It’s been nine months since Sony successfully launched its PlayStation VR headset and for the most part, it has been well-received. While not as powerful in its hardware, or diverse in its software offerings as the far more expensive Oculus Rift and HTC Vive VR headsets, it’s still no slouch. It provides a comfortable, highly playable and affordable VR experience without the need for a high-end PC. In my opinion, every PS4 owner should try it out.
The release schedule has been dotted with interesting and unique experiences, too, ranging from blockbusters like Resident Evil VII, through to peculiarities like Keep Talking and Nobody Explodes. One of the marquee additions to PSVR's growing list of games, however, was Farpoint. The game sought to tackle one of the biggest issues facing the FPS genre in VR; movement. To do this, the game adopted a new peripheral called the Aim Controller, which turns the DualShock into a gun. And it works, providing the best shooter experience I’ve played in VR.
Farpoint developer Impulse Gear worked closely with Sony in developing the Aim Controller and one of PSVR’s first genuine must-own experiences. As such, its founder, Seth Luisi, has a deeper understanding than most of the technology and where it can go. I recently got an opportunity to chat with Luisi and wanted to pick his brains about the future of PlayStation VR. When Sony upgrades the hardware, where should it put its focus? Here is how that conversation went.

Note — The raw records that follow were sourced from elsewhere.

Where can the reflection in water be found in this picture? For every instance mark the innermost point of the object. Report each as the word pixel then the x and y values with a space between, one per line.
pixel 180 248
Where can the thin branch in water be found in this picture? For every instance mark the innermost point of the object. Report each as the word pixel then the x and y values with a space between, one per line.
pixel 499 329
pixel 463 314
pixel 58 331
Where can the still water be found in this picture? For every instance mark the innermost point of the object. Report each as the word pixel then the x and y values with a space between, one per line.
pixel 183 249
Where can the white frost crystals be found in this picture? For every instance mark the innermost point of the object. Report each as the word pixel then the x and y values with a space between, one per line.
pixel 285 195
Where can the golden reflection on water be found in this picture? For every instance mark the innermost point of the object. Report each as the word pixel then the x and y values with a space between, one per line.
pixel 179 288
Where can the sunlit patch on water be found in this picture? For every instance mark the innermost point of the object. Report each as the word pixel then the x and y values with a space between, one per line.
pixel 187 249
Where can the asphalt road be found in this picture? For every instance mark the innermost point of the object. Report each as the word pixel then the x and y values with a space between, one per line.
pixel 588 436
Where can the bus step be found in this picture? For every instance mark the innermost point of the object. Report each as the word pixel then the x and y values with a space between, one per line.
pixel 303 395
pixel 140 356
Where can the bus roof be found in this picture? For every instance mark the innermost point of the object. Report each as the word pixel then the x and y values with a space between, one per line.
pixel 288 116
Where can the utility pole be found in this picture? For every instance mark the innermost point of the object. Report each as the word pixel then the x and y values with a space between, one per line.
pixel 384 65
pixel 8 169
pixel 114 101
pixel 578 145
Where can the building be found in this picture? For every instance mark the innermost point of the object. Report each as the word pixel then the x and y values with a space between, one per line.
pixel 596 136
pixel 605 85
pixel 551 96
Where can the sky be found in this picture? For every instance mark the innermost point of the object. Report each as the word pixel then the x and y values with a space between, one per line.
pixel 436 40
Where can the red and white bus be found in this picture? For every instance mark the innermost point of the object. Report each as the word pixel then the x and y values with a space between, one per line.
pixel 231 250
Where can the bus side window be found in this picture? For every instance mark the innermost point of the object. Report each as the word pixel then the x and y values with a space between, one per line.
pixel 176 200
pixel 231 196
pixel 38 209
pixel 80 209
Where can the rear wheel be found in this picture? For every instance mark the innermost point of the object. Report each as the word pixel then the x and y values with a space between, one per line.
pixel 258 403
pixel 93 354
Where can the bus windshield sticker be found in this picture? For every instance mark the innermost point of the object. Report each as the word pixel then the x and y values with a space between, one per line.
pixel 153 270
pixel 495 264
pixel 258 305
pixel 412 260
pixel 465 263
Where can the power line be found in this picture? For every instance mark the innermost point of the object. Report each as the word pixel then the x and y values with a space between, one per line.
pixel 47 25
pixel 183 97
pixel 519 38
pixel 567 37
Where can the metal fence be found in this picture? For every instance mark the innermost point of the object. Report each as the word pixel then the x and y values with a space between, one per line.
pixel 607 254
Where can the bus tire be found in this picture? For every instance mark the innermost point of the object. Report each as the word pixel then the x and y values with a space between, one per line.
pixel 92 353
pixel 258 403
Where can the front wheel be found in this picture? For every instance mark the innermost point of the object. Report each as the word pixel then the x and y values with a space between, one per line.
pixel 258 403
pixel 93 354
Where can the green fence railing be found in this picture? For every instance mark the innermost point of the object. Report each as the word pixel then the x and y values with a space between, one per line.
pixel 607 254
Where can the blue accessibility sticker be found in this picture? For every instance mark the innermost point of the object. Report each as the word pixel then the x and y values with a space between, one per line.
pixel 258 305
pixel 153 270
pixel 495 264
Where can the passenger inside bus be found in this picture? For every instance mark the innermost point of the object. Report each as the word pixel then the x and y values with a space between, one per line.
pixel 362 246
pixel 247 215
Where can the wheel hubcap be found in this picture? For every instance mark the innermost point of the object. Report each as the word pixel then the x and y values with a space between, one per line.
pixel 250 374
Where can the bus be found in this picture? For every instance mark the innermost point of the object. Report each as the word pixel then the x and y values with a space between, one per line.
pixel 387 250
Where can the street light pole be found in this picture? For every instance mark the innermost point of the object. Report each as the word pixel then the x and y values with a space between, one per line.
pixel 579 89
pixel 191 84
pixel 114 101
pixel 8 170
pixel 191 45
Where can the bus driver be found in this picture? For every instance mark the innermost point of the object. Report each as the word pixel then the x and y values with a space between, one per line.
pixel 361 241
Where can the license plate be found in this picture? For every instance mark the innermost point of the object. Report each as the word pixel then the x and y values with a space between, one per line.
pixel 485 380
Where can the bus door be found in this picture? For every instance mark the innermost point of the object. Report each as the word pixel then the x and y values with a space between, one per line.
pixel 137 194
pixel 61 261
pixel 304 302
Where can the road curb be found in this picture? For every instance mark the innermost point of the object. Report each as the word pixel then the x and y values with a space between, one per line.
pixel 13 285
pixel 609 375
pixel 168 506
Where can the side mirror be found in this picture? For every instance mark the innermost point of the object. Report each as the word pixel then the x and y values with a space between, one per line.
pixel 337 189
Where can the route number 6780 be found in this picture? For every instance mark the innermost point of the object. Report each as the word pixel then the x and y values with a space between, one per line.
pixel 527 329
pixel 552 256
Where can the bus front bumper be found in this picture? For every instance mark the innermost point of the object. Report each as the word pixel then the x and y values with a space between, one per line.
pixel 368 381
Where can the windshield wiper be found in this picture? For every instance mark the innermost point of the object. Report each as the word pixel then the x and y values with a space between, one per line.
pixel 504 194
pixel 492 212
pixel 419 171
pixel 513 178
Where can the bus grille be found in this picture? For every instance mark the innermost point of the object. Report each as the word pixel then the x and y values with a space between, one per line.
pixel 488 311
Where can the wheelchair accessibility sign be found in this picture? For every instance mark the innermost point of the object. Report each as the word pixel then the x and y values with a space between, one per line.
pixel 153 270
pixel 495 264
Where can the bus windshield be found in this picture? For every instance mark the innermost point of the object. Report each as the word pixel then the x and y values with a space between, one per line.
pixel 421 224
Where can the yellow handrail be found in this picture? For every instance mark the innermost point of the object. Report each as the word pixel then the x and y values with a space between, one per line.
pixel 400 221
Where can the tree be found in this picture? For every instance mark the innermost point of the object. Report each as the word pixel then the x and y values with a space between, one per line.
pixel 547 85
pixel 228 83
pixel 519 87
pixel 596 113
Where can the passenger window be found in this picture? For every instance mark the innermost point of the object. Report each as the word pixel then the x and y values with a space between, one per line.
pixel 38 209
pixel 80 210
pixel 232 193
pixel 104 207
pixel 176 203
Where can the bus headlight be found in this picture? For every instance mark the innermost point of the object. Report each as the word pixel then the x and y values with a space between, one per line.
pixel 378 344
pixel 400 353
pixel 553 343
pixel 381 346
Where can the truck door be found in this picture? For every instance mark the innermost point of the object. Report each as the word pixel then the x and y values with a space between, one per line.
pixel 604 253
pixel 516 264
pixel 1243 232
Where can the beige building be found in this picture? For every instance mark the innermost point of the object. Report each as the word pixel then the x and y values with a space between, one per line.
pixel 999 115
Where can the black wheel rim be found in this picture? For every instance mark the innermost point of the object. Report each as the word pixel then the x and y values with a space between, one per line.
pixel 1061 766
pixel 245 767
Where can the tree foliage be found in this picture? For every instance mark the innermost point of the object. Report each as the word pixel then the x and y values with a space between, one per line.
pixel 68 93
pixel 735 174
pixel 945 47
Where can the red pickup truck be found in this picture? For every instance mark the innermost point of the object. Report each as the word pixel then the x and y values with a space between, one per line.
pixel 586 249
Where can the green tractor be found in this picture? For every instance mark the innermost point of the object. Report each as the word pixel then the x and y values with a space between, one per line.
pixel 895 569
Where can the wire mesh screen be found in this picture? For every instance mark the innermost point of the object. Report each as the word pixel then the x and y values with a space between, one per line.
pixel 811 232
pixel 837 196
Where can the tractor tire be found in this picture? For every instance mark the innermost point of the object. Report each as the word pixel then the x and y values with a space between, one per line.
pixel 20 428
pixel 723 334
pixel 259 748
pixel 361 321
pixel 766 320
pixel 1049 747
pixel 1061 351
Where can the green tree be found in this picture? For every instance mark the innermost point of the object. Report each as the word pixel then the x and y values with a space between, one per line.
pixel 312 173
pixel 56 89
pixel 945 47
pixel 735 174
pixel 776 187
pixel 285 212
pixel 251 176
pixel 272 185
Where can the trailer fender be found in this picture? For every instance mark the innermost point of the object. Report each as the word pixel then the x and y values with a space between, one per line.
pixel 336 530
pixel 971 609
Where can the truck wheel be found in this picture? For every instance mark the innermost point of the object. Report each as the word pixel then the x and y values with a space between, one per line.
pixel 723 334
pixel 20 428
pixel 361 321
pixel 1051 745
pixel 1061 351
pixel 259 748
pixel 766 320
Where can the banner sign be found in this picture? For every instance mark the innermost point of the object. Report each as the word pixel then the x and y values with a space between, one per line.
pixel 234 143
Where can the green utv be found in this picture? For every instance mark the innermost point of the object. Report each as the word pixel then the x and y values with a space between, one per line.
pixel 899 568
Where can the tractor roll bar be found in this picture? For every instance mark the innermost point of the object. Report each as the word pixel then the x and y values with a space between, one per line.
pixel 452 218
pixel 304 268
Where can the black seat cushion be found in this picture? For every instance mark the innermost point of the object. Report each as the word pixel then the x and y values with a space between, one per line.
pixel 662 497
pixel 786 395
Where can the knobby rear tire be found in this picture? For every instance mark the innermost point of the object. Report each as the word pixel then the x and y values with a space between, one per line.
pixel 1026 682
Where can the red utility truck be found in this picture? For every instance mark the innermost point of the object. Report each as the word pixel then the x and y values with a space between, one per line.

At some point Sony will iterate and improve its VR headset with a PSVR 2: when that happens, what order would you like to see Sony put its focus from the following features - a wireless headset, a Move 2.0 controller, room-scale and improved resolution?
Talking from the Impulse Gear developer position, as we show with the Aim Controller, we do feel that controls and controller tracking are very important. We are able to achieve a lot with the Aim Controller and I would love to see that taken further. So I would probably put Move 2.0 at the top. I think room-scale would come along just behind that.
Resolution is always going to get better and the higher it gets, the more realistic the games will look. More important than that, however, is a wider field of view. Having a wider field of view can make you feel more immersed in the world, and I think that will be a big focus [for Sony] going forward.
To me, I am not that interested in wireless headsets, mostly because I know how big the technical challenge is with them. It’s not that you can’t do it wireless, it’s more the latency, the image quality and the fidelity challenge of it. That is something that I think is going to be a little further away as there are just so many challenges with doing it right.